Example of gradient computed from Vietoris-Rips persistence#

from gudhi.tensorflow import RipsLayer
import tensorflow as tf

X = tf.Variable([[1.,1.],[2.,2.]], dtype=tf.float32, trainable=True)
rl = RipsLayer(maximum_edge_length=2., homology_dimensions=[0])

with tf.GradientTape() as tape:
    dgm = rl.call(X)[0][0]
    loss = tf.math.reduce_sum(tf.square(.5*(dgm[:,1]-dgm[:,0])))

grads = tape.gradient(loss, [X])
print(grads[0].numpy())

[[-0.5 -0.5]
 [ 0.5  0.5]]

Documentation for RipsLayer#

class gudhi.tensorflow.RipsLayer[source]#

Bases: Layer

TensorFlow layer for computing Rips persistence out of a point cloud

__init__(homology_dimensions, maximum_edge_length=inf, min_persistence=None, homology_coeff_field=11, **kwargs)[source]#

Constructor for the RipsLayer class

Parameters:

  • maximum_edge_length (float) – maximum edge length for the Rips complex

  • homology_dimensions (List[int]) – list of homology dimensions

  • min_persistence (List[float]) – minimum distance-to-diagonal of the points in the output persistence diagrams (default None, in which case 0. is used for all dimensions)

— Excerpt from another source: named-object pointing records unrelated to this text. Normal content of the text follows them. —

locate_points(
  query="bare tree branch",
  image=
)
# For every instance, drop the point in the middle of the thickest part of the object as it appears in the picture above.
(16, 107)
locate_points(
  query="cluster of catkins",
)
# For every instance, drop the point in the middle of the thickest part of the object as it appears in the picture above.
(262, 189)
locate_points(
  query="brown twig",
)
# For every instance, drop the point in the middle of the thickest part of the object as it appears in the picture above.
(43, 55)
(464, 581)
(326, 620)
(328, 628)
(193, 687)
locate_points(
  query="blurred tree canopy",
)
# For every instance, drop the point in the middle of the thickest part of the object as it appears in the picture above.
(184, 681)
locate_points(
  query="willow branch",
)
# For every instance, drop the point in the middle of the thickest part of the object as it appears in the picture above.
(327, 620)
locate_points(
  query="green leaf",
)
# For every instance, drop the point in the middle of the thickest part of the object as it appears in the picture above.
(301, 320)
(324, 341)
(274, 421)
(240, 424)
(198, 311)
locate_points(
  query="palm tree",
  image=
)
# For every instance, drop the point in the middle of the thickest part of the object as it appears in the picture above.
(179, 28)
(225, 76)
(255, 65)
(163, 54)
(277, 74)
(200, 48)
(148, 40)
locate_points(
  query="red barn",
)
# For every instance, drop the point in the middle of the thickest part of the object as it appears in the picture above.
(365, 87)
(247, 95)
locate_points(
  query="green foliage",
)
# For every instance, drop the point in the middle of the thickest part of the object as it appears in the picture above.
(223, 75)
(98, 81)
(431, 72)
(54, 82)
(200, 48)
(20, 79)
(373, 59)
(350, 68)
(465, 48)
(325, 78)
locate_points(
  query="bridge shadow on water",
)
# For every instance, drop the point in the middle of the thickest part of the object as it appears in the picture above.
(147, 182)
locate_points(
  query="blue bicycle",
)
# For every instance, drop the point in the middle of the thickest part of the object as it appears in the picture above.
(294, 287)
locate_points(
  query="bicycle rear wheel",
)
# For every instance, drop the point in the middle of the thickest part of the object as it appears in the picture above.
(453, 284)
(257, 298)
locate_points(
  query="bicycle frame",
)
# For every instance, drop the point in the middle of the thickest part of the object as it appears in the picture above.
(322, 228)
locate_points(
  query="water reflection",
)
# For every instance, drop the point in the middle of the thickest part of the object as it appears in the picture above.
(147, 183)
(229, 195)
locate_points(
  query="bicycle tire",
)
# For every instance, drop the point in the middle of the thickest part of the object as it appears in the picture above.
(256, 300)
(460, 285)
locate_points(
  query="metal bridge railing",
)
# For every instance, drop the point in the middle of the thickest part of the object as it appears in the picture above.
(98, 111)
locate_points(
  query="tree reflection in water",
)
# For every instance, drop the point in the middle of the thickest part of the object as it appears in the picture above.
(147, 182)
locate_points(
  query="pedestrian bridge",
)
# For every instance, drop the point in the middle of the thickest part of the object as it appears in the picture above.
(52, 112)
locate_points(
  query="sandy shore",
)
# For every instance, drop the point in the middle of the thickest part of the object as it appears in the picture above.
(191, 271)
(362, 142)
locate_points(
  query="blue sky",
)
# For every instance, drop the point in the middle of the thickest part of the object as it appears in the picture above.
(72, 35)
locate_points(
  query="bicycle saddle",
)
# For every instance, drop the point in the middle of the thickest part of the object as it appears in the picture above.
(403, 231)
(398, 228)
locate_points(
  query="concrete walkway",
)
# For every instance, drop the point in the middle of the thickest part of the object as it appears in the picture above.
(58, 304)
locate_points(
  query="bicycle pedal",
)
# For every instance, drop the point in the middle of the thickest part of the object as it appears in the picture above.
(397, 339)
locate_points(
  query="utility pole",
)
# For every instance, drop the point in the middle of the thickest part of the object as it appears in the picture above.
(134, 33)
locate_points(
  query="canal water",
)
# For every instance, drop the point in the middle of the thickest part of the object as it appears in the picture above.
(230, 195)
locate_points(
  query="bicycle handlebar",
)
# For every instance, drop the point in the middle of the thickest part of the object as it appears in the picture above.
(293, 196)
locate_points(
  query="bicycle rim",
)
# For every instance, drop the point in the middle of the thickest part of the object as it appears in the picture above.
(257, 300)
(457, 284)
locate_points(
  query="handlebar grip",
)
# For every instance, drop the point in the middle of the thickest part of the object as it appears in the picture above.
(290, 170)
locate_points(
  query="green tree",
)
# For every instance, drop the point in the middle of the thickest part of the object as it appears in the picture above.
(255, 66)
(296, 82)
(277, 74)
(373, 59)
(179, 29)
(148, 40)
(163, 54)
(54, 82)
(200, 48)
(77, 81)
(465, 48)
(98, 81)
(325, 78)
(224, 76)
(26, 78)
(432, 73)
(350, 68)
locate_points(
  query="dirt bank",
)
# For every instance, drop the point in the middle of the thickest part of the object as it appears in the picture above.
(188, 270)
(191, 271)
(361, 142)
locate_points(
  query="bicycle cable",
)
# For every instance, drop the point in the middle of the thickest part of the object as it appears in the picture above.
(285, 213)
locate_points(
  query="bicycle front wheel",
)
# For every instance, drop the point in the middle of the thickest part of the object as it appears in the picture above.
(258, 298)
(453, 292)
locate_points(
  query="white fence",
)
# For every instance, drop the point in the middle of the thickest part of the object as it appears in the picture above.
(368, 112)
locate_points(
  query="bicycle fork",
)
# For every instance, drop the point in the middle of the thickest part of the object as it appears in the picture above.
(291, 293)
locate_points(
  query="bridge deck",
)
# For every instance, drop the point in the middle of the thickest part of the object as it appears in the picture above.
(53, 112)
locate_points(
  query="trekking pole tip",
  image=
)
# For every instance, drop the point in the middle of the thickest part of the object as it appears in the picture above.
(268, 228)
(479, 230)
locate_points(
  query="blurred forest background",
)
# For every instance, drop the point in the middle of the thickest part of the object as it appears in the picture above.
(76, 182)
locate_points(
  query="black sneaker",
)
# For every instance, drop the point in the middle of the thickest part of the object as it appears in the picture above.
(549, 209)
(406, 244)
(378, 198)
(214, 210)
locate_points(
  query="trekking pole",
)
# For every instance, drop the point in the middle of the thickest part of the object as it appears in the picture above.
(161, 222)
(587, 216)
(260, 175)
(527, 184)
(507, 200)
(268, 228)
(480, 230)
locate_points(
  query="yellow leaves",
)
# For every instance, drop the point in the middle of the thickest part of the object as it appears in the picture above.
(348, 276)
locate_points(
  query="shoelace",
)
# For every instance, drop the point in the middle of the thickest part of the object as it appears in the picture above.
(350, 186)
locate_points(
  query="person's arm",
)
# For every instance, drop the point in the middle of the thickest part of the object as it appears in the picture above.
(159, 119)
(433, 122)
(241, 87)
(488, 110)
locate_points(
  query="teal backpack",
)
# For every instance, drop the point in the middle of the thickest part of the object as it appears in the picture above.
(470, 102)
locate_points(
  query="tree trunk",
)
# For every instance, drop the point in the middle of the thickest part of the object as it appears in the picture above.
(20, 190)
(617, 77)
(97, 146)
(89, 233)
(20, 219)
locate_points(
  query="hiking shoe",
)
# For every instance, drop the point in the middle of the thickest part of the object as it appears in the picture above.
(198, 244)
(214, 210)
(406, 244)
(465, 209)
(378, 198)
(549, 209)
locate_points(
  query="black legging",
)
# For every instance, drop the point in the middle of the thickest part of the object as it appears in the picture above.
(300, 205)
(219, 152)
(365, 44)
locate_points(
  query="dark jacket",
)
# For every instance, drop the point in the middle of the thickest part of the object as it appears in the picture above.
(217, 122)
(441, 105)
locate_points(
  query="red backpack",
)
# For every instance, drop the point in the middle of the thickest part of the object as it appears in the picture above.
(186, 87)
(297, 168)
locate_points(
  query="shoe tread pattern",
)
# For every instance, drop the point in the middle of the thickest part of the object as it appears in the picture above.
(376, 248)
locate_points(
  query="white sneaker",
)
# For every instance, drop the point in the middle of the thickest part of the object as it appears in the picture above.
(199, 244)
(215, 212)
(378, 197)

  • homology_coeff_field (int) – homology field coefficient. Must be a prime number. Default value is 11. Max is 46337.

call(X)[source]#

Compute Rips persistence diagram associated to a point cloud

Parameters:

X (TensorFlow variable) – point cloud of shape [number of points, number of dimensions]

Returns:

List of Rips persistence diagrams. The length of this list is the same than that of dimensions, i.e., there is one persistence diagram per homology dimension provided in the input list dimensions. Moreover, the finite and essential parts of the persistence diagrams are provided separately: each element of this list is a tuple of size two that contains the finite and essential parts of the corresponding persistence diagram, of shapes [num_finite_points, 2] and [num_essential_points, 1] respectively

Return type:

List[Tuple[tf.Tensor,tf.Tensor]]